= N2a cell =

N2a cells (also known as Neuro2a cells) are a fast-growing mouse neuroblastoma cell line.

==Differentiation properties==
Originating from a mouse, the N2a cell line has a neuronal and amoeboid stem cell morphology, allowing it to differentiate in response to environmental factors. The differentiated cells have many properties of neurons, including neurofilaments. The differentiation of N2a cells is caused by activation of the mitogen-activated protein kinase/extracellular-signal regulated kinase (MAPK/ERK) and the phosphoinositide-3-kinase/protein kinase B (PI3K/Akt) signaling pathways. The cells, due to passaging since initial collection, can exhibit responses to toxins that differ from those of neuronal cells in a live organism. Synthesizing large amounts of microtubules, N2a cells are susceptible to viruses (such as herpes simplex and poliovirus) that can alter cell morphology and physiology.

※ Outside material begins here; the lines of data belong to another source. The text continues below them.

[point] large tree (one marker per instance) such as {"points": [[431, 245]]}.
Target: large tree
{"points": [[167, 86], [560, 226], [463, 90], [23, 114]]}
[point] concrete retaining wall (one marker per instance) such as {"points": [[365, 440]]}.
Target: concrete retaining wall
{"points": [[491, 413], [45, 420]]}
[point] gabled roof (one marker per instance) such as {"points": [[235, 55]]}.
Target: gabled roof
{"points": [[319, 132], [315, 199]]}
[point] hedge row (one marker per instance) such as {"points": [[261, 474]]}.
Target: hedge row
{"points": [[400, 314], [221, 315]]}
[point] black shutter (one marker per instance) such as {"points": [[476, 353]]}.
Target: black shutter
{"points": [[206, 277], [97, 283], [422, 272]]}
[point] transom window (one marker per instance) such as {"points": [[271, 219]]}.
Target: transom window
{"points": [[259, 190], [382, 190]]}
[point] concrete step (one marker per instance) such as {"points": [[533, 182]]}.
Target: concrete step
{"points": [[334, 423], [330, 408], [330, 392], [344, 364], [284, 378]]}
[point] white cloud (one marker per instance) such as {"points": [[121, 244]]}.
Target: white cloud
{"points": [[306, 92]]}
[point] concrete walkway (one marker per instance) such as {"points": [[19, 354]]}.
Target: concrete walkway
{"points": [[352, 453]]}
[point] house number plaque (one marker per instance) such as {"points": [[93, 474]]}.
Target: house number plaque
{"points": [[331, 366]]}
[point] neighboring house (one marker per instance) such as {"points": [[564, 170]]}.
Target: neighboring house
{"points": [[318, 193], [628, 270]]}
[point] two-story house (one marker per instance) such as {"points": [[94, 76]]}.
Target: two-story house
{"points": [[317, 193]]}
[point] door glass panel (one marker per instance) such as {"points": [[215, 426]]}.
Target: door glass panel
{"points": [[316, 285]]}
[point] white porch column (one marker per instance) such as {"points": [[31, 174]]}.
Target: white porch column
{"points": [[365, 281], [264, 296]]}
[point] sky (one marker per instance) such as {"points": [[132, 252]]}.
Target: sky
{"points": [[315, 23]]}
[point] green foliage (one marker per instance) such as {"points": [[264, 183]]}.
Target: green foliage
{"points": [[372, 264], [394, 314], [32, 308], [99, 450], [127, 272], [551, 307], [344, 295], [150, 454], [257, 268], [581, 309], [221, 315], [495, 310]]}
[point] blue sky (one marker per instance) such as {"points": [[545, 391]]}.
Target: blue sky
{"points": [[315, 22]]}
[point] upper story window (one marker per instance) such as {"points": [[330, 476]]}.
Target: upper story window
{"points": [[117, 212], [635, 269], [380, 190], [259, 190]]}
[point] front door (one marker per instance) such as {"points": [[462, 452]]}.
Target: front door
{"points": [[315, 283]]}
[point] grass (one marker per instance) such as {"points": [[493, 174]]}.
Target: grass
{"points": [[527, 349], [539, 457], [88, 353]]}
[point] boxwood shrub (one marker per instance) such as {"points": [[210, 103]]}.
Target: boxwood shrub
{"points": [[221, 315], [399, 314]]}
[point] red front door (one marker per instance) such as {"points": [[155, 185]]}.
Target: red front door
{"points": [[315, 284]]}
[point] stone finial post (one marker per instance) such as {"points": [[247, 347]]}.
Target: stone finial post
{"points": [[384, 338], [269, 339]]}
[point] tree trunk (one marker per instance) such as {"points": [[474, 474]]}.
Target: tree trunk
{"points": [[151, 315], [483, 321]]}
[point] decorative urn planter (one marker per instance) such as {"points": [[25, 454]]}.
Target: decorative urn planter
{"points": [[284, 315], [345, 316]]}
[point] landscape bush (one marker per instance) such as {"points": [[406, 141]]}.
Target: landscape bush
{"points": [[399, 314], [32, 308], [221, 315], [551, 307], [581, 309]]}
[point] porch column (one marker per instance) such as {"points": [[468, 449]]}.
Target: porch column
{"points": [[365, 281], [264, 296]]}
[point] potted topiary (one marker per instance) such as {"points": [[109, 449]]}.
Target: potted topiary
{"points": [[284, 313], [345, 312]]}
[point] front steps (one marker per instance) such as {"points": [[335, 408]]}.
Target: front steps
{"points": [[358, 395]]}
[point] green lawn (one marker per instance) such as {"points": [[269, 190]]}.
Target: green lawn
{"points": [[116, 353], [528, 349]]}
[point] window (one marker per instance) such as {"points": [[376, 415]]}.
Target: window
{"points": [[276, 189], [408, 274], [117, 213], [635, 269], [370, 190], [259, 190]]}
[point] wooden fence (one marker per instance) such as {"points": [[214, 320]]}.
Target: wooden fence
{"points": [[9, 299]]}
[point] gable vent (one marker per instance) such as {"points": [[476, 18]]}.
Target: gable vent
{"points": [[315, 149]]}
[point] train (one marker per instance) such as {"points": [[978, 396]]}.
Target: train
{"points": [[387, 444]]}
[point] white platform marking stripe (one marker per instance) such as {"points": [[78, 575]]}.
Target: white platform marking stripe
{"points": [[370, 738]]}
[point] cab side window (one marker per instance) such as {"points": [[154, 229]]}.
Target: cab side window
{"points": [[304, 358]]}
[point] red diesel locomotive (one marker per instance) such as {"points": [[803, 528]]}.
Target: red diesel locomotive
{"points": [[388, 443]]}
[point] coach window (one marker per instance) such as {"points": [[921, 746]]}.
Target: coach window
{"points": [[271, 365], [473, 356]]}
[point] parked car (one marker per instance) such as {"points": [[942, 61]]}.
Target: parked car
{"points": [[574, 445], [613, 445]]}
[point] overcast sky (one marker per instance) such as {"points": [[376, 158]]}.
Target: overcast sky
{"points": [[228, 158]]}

=== Factors that Affect Differentiation of N2a Cells ===

==== Promoting Factors ====

- Emodin causes N2a differentiation and growth through activation of the PI3K/Akt pathway. It does so by activating Akt while inactivating glycogen synthase kinase-3β (GSK-3β), an inhibitor of the Akt pathway. Emodin specifically causes phosphorylation of cAMP-responsive element binding protein (CREB), an important molecule in the differentiation of neurons.
- β-Hydroxy-β-methylbutyrate (HMB) causes N2a growth through activation and phosphorylation of the PI3K/Akt and MAPK/ERK signaling pathways. HMB causes activation of mTOR, which is regulated by the Atk pathway, and expression of glucose transporters in N2a cells, leading to differentiation. It also increases the activity of MEF2, mainly MEF2C, in N2a cells.
- α-lipoic acid (LA) mainly causes N2a differentiation through phosphorylation of the ERK pathway and the Akt pathway. Inhibition of only the ERK pathway will prevent LA-induced differentiation from occurring, while inhibition of the Akt pathway will not prevent LA-induced differentiation. LA causes differentiation through the production of reactive oxygen species which activate the ERK pathway.

==== Inhibitory Factors ====

- High density lipoproteins (HDL) inhibit differentiation of N2a cells that are differentiated through serum-withdrawal differentiation. HDL does so through inhibiting the function of epidermal growth factor receptor (EGFR) by preventing EGFR phosphorylation. This prevents EGFR from causing activation of the Akt and ERK pathways.
- Avermectin (AVM) derivatives abamectin (ABM) and doramectin (DOM) inhibit N2a differentiation by suppressing P-glycoprotein (P-gp) in N2a cells, a major contributor to N2a cell differentiation.

==Research applications==
N2a cells are able to rapidly, reliably, and easily differentiate, making them effective for use in research applications relating to neurons and neuronal disorders. Serum withdrawal is a common method of inducing differentiation of N2a cells, involving removal of the serum that the cells are grown in to activate the signaling pathways governing differentiation. N2a cells have been used to study neurite outgrowth, neurotoxicity, Alzheimer's disease, asymmetric division of mammalian cell lines, adenoviral transduction, and the diagnosing of rabies. One specific research applications is the differentiation of N2a cells into dopamine neurons for potential use in treating Parkinson's Disease.